При этих словах я еще больше сдвигаю шляпу на затылок, дабы приобрести совсем располагающий вид, закуриваю новую сигарету и, удобно развалившись в кресле, думаю машинально, что в конечном счете моя заветная мечта сбылась — я за докторским столом.
Колев встал уже с краешка стола, но терпеливо ждет.
— Речь идет о Доре. Мне кажется, что это женщина, которая сама играет другими, а вы говорите — Маринов ею играл.
— Да, говорю. Но говорю в то же время, что больше ничего не знаю. Во всяком случае на вашем месте я бы не судил о людях с кондачка.
— Вы на моем месте и я на вашем… понаделали бы уйму глупостей. Вместо того, чтобы меняться местами, куда лучше было бы проявить больше искренности и доверия.
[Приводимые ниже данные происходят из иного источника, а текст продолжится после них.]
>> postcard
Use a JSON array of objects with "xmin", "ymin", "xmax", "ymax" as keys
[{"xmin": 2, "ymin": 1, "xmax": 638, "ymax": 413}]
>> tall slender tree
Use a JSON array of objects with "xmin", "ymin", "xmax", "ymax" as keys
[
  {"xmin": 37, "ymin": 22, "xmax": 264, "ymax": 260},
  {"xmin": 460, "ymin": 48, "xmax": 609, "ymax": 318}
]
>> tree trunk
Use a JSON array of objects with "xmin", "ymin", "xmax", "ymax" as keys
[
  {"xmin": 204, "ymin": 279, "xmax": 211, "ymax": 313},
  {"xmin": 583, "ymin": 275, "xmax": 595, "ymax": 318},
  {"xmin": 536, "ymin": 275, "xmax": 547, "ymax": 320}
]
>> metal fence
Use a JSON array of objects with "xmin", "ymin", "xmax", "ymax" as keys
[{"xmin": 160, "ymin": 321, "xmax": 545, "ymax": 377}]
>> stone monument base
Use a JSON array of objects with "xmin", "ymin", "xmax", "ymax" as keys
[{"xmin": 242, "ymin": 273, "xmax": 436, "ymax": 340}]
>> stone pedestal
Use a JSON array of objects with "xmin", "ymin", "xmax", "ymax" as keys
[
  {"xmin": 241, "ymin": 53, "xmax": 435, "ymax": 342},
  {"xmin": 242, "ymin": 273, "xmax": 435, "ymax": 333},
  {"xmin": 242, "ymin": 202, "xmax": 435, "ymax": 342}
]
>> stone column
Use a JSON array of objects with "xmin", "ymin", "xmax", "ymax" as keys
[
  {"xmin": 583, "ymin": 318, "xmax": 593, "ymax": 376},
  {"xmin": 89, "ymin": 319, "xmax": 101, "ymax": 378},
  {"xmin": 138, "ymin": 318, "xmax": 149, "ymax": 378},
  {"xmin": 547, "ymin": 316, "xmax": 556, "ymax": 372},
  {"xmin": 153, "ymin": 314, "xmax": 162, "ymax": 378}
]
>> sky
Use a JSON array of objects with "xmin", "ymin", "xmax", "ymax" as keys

А чутье мне подсказывает, что Баева доверила вам гораздо больше, чем вы сочли нужным мне сообщить.
Колев хмурится. Его лицо становится почти злым.
— Послушайте, товарищ инспектор. Я вам сказал, что плюю на принципы, но это не значит, что я вообще плюю на все принципы. Если Дора, как вы утверждаете, и доверила мне что-то личное, надо быть последним подлецом, чтобы взять да и растрепать об этом. Тем более, что я уверен: к смерти Маринова она не имеет никакого отношения. Дора — просто несчастное существо. И я пытался ей помочь. Безвозмездно. Подчеркиваю это обстоятельство. И если мне этого не удалось, то только потому, что я имел дело с несчастным, вконец запутавшимся существом.
— Ваше объяснение мне кажется не менее путаным. Или я не дорос до уровня вашей терминологии…
Сказал — и ожидаю взрыва. Так и есть: Колев воздевает руки, словно призывая в свидетели бога, и выплевывает мне в лицо:
— Но как можно не видеть очевидного? Считать обольстительницей жертву? Молоденькая неопытная девушка… сбегает от родителей-мещан… от перспективы быть всю жизнь домашней хозяйкой и кухаркой. Приезжает в Софию поступать в университет… Проваливается и попадает на удочку этого влюбленного дурака Баева. Не успевает прийти в себя, как снова оказывается в паутине лжи, которую плетет другой. И настолько ее опутывает, что когда предлагаешь ей курсы медсестер, она отказывается, предпочитая лживые обещания Маринова.
Он продолжает в том же духе, в сердцах рубит фразы на куски и, размахивая костлявой рукой, швыряет их мне в лицо. Когда он наконец выдыхается, я примиряющим тоном говорю:
— Ладно, ладно. Осмотр окончен. Можете одеваться.
И, не дожидаясь нового взрыва, спешу покинуть кабинет.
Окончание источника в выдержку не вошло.